2- Des stratégies divisées
La seconde contradiction mise en exergue par Nicolas Dot-Pouillard concerne les moyens d’action. Les différents mouvements nés de la crise des poubelles ont eu du mal à se mettre d’accord sur les tactiques à utiliser pour se faire entendre. Le mouvement «Vous puez» a choisi de s’en tenir au règlement de la crise sanitaire, tandis que le mouvement «Nous réclamons des comptes» a choisi de profiter de cette crise pour dénoncer plus largement toutes sortes d’injustices sociales. Ainsi, ils ont décidé d’occuper Zaitunay Bay pour dénoncer l’appropriation de l’espace public par le privé, mais aussi la corruption, l’accès à la sécurité sociale… Pour Marwan Maalouf, les différentes stratégies viennent de la composition même du mouvement populaire. De tous bords politiques et religieux confondus, des Libanais, que tout séparait il y a encore peu de temps, ont décidé de manifester ensemble pour hurler leur colère contre une classe politique corrompue. Pour des activistes tels que Marwan Maalouf, «cela fait déjà des années que nous manifestons, nous n’avons pas attendu la crise des poubelles». Mais le caractère inédit du mouvement est que, pour la première fois, des citoyens lambda sont descendus dans la rue pour réclamer un changement.

 

3-Des désaccords qui persistent
De par le caractère très hétérogène du mouvement social, des différends idéologiques ont divisé certains manifestants.
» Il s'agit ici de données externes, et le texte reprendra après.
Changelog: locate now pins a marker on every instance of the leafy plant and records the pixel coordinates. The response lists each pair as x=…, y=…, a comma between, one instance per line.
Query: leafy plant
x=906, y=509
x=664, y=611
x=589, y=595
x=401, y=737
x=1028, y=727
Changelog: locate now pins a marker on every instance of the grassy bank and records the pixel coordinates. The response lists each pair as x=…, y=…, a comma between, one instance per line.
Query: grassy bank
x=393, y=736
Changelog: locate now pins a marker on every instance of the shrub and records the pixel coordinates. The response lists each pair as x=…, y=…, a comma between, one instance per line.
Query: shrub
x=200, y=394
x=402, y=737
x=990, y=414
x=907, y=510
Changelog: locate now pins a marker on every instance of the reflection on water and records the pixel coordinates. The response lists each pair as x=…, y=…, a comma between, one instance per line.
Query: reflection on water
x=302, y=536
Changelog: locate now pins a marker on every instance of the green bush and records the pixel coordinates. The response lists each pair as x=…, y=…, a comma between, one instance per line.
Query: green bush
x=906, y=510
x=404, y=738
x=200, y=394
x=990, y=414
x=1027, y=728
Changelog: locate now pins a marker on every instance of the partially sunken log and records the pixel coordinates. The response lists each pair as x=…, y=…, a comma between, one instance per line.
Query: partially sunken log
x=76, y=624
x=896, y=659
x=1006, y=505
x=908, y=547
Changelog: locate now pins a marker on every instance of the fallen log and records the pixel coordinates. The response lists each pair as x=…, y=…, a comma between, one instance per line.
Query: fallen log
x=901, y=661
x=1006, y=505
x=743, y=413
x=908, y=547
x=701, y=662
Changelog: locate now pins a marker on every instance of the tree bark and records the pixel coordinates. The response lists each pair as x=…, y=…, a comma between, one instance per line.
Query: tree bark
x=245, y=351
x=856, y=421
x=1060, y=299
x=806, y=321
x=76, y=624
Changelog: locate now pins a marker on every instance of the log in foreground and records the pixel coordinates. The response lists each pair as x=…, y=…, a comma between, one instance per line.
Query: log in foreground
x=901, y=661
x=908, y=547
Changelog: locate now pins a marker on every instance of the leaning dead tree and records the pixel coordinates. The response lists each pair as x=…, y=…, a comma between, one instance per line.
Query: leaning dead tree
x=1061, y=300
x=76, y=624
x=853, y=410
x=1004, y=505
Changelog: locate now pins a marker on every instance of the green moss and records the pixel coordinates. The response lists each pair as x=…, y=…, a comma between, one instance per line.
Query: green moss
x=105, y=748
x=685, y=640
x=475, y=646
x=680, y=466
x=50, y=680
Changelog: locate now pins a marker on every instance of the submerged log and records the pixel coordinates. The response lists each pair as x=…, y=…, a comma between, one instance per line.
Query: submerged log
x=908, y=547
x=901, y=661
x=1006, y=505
Pour certains, par exemple, lorsqu’il s’agissait de manifester contre l’Etat, le portrait du secrétaire général du Hezbollah, Hassan Nasrallah, devait être brandi comme tous les membres du gouvernement. Pour d’autres, bien qu’ils souhaitaient aussi rendre responsable le Hezbollah, hors de question, en revanche, de toucher au symbole de la Résistance libanaise et de la libération du Liban-Sud.
Marwan Maalouf souligne que ces différentes stratégies d’action résultent du caractère hétéroclite même du mouvement populaire. «La révolte des déchets est composée de plusieurs groupes qui travaillent ensemble, mais gardent aussi leur indépendance, d’où la prolifération de différents messages qu’on peut entendre lors des manifestations».
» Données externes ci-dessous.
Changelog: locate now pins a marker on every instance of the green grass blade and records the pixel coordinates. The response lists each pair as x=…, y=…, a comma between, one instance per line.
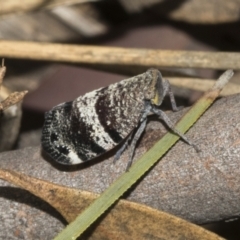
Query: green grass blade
x=126, y=180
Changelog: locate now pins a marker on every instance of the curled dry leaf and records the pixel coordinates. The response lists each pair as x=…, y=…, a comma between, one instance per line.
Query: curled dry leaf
x=10, y=119
x=126, y=220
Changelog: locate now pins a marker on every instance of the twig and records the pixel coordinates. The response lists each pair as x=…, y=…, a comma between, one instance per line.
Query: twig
x=119, y=56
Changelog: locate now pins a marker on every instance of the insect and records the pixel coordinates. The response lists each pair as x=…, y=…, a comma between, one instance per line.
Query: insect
x=81, y=130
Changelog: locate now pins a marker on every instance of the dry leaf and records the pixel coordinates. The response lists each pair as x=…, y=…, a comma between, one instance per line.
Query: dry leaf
x=126, y=220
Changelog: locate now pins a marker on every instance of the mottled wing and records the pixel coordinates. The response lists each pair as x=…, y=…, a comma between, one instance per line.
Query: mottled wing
x=92, y=124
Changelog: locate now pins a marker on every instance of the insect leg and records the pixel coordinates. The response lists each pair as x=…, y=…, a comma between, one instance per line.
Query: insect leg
x=122, y=149
x=137, y=135
x=165, y=118
x=167, y=89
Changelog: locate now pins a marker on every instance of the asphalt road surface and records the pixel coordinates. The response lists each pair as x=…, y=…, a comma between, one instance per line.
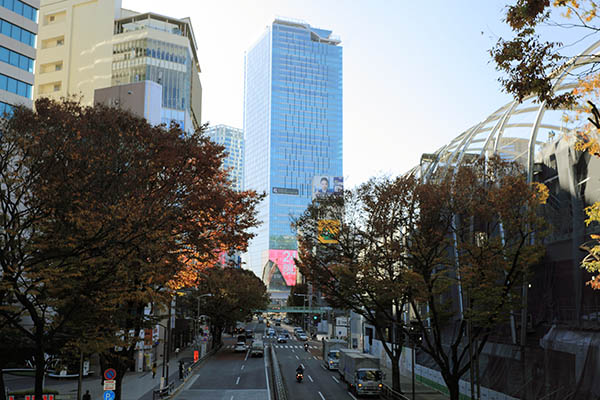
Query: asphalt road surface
x=236, y=376
x=230, y=376
x=318, y=382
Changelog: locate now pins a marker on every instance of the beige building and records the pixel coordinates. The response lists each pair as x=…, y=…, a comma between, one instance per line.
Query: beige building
x=86, y=45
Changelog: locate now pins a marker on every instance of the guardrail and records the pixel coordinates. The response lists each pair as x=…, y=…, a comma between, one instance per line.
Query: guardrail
x=168, y=392
x=164, y=392
x=279, y=392
x=390, y=394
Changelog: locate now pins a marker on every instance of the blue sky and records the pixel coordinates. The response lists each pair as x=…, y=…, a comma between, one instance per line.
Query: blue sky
x=416, y=74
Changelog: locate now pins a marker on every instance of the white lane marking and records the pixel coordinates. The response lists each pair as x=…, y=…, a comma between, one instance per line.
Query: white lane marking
x=267, y=377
4-Le système continue de fonctionner
Malgré l’ampleur des manifestations de la révolution des poubelles, les dernières mobilisations portées par les politiques, qu’il s’agisse de celles de Michel Aoun au centre-ville ou à Nabatiyeh où Amal a encore rassemblé les foules, sans parler du rassemblement monstre du Hezbollah pour Achoura, sont la preuve que ce système qu’on dénonce est encore largement populaire chez une partie de la population libanaise. La contradiction est la suivante: en l’absence de services publics, beaucoup de Libanais dépendent encore largement des politiques pour un accès à l’éducation, à l’emploi ou à la santé.
«Il est difficile de comparer un mouvement apolitique d’à peine trois mois avec la puissance financière des partis politiques libanais, répond à cela Marwan Maalouf. Nous sommes fiers d’avoir pu influencer les slogans de certains partis qui ont repris nos idées. Aujourd’hui, nous espérons que ce mouvement puisse redonner de l’espoir aux Libanais et apparaître comme une alternative aux principaux partis libanais».

 

5- Un contexte régional à feu et à sang
La dernière contradiction concerne enfin le contexte régional dans lequel ces manifestations sont nées. La région est à feu et à sang. Pour beaucoup de citoyens, la question qui se pose dans ce contexte est la suivante: «Vaut-il mieux un Etat dysfonctionnel ou le risque d’une anarchie en cas de vide politique?». Tout le monde critique le gouvernement, mais tout le monde a peur de l’après.
Pour Marwan Maalouf, «nous sommes déjà dans un Etat de vide. Nous vivons parmi les ordures. Il n’y a pas eu d’élections parlementaires depuis 2009, les élections municipales sont, elles aussi, bientôt menacées. Comment la situation peut-elle être pire?», demande-t-il.
Si les manifestations de la révolution des poubelles ne parviennent pas à la chute d’un régime corrompu, elles auront au moins pour mérite d’avoir permis un éveil citoyen chez la jeunesse libanaise, une situation inédite depuis les années 90.